The tension between these two realities- the assurance of history that life will go on and the reality that human beings could in theory actually end the fucking world, is built into the core of Wheel of Time. The first lines assure us: time is cyclical. It's all happened before. It's all going to happen again. Human being will live out the same stories in endless variation, the same patterns will always reemerge. And the world has already survived one apocalyptic event: the Breaking, and come out the other side not doing fantastically, but still around. The world has been reshaped forever and whole eras of progress have been undone, but humanity remains.
But at the same time doomsday weapons with the potential to wipe out the species are everywhere. The Choden Kal can crack the planet open like an egg. Balefire burns apart time itself. A plague of madness is waiting for any old schmo to wander into it's den and carry it back outside so it can infect and destroy everyone. Their are all kinds of different big glowing red 'destroy humanity' buttons laying around in WoT just begging to get pressed. And in a way the Dark One is the ultimate version of that because that button has already been pressed. The Bore has been opened. Left alone humanity is fucked and everyone knows it. It can be delayed and pushed back, but never truly stopped, except by the intervention of destiny- the intervention of the Dragon. That's the core conflict of the series. Rand is struggling to stop a missile that's already been launched, prevent an end everyone can see coming. It's not just 'I need to defeat the big bad evil overlord or everything will be bad forever', it's 'I need to stop the Dark One or that's the end of human beings as an idea'.

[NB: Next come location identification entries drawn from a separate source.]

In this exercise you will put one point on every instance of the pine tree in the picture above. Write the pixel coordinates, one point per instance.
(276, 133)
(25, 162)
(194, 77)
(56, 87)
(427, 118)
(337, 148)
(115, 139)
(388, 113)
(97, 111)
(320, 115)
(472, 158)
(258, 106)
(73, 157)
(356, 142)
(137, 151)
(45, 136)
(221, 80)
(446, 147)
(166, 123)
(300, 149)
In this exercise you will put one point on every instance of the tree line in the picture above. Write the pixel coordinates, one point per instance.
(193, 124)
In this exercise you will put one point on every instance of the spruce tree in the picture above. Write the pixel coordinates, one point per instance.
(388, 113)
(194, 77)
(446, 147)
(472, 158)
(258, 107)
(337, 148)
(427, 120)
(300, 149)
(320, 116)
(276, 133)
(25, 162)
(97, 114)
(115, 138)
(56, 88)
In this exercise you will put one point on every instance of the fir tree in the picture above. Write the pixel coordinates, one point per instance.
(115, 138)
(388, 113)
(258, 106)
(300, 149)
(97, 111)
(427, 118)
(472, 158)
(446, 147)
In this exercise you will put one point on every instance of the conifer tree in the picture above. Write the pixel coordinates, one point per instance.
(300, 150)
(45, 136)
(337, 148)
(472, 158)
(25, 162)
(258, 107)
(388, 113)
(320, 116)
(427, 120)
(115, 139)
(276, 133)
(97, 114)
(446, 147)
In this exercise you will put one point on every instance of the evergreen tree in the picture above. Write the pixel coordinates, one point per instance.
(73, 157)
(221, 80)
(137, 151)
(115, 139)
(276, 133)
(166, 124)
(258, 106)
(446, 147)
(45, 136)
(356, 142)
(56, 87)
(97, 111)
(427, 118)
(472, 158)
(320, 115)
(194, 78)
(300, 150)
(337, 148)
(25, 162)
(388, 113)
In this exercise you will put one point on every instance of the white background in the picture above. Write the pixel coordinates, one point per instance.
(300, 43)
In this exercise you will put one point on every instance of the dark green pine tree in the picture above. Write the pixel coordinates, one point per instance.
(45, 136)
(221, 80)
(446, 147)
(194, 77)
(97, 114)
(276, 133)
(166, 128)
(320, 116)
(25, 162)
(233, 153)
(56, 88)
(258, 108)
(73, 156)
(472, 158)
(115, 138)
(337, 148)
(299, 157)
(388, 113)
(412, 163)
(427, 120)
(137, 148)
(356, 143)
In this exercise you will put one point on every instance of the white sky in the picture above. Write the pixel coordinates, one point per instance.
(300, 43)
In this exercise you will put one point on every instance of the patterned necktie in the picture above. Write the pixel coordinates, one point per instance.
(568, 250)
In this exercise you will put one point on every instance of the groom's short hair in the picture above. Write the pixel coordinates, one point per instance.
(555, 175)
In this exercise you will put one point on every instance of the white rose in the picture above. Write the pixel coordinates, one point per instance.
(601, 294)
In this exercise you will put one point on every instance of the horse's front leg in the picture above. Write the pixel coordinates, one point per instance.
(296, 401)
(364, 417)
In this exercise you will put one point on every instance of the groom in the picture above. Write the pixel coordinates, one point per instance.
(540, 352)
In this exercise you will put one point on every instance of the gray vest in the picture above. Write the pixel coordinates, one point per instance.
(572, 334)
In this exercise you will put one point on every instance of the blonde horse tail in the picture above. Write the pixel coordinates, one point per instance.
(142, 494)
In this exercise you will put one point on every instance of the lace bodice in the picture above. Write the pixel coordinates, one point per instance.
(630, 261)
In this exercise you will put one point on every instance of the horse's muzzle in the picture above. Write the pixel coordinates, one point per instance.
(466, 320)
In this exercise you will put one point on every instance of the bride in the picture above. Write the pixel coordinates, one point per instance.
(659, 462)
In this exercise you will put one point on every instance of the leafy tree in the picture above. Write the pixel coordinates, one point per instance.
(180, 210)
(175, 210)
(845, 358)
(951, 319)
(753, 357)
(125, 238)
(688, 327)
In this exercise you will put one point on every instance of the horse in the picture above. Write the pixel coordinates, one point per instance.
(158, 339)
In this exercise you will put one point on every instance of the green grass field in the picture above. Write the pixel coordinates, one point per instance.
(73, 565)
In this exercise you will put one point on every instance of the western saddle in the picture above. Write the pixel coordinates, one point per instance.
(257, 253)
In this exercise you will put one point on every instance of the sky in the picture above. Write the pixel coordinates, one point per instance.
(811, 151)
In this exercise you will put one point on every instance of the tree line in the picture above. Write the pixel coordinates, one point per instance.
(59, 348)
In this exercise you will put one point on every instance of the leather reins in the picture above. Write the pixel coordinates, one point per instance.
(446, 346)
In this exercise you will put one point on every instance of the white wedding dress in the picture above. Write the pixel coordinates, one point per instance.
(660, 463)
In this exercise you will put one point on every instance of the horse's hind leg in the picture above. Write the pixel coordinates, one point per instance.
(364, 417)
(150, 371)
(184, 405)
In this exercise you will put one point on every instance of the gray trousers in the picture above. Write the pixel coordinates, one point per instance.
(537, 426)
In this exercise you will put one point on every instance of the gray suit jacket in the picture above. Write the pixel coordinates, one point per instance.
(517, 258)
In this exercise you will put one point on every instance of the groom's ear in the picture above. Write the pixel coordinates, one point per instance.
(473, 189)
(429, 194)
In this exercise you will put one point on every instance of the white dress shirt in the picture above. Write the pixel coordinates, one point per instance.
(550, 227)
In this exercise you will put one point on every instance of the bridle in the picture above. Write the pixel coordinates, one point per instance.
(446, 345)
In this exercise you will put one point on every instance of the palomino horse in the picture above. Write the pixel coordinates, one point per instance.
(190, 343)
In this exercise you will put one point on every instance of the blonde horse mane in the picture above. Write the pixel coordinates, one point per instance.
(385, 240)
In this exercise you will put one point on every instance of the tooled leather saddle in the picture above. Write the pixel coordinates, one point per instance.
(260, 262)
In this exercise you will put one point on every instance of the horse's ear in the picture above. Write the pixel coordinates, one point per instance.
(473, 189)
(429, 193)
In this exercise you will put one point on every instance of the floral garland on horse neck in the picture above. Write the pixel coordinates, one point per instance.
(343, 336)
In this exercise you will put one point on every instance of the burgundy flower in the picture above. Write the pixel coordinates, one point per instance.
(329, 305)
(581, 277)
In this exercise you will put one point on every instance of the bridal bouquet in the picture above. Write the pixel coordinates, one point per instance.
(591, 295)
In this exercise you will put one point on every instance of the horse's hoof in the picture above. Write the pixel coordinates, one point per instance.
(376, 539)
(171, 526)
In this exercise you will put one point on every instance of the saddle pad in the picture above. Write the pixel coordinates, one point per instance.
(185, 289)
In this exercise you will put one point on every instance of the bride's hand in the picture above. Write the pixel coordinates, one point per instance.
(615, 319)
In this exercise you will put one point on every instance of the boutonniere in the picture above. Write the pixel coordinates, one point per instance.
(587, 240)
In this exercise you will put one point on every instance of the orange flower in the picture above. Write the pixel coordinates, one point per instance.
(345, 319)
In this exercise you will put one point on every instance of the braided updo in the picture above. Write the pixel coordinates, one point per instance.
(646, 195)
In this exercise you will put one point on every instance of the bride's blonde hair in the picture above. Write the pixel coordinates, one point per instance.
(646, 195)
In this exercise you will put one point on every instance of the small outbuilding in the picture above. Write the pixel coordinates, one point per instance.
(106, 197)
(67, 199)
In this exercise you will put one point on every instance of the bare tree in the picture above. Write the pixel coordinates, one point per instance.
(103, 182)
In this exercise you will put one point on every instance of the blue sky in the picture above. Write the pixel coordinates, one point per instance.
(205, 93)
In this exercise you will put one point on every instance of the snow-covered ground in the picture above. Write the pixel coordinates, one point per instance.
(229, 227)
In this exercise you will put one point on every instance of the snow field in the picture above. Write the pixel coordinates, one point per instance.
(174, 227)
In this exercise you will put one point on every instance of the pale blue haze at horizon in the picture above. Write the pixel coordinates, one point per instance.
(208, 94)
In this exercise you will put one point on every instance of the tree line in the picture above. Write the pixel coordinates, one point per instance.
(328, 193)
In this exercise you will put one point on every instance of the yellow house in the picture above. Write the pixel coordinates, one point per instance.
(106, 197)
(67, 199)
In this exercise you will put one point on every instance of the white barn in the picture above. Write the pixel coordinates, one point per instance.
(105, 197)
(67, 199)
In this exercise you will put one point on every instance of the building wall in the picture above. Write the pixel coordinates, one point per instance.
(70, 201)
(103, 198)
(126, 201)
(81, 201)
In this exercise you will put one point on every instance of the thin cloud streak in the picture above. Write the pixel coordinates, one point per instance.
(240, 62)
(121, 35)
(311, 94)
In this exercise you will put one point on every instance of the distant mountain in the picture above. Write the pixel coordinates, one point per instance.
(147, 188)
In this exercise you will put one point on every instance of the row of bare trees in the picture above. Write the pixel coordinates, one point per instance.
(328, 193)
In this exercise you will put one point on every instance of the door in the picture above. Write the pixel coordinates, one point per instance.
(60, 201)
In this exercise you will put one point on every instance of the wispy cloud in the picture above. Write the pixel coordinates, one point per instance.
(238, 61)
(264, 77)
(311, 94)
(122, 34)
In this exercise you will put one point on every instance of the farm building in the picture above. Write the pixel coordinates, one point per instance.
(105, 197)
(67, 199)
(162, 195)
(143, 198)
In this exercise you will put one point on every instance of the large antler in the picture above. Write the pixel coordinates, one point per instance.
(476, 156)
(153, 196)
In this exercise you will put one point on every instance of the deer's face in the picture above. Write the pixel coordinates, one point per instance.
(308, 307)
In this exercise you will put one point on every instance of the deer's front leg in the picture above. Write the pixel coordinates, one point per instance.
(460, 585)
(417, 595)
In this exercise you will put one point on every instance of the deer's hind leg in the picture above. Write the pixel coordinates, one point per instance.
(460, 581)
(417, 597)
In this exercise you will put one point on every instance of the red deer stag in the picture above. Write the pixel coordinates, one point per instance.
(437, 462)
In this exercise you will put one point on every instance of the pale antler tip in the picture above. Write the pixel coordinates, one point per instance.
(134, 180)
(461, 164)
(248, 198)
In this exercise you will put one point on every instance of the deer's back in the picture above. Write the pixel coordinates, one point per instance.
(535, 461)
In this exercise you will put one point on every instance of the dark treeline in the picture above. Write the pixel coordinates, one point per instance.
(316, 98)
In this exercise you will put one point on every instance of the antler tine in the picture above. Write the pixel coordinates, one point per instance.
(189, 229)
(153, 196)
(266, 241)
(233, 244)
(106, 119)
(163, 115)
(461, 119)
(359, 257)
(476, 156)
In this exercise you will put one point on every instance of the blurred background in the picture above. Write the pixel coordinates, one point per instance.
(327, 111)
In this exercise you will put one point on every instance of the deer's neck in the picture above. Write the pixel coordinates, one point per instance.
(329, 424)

What's especially interesting is that Jordan isn't even framing the Wheel/Pattern as uniformly good, because it's history and history is messy and complicated and full of contradictions and no easy answers. The Wheel, the Pattern, is not some force for righteousness. It's a neutral fact of existence. Not what's best or what's ideal- those are subjective and grounded in human understanding of the world- but what's necessary and what's true. To want to break free from history, to break the Wheel, is to want to break free of being human. That's what the Forsaken all truly want (as I have talked about before): to leave behind their humanity, and their willing to sacrifice whatever it takes to do it. What that looks like and what motivates that desire is different for each of them but their united in that common goal, and they all either disregard the consequences of what it will mean or don't understand them.
The story of history is one of incredible suffering and amazing triumph: it's full of heartache and joy in equal measure. It's not fair or just or simple to understand, but it is a reflection of who we all are collectively. The fight to preserve the Wheel isn't a fight to preserve what is good or ideal, it is a fight to preserve what is human. Because as long as the story can keep going, we can have hope for tomorrow.
And Jordan promises right from the offing that their will always be a tomorrow. No beginnings. No endings. Just whatever comes next.
As we enter a period of history that is the most uncertain it's ever been in my lifetime, I can't help but I think of the incredible courage and strength it must have taken be staring down the barrel of nuclear armageddon and stubbornly insist that there would be a tomorrow. The man wrote eleven of the best books ever made exploring this exact struggle- about never giving in to despair or pain, never buying into the belief that things are hopeless, that humanity sucks and we're all doomed.
And remembering that...I don't know. It makes a little easier to breath and keep walking towards tomorrow myself.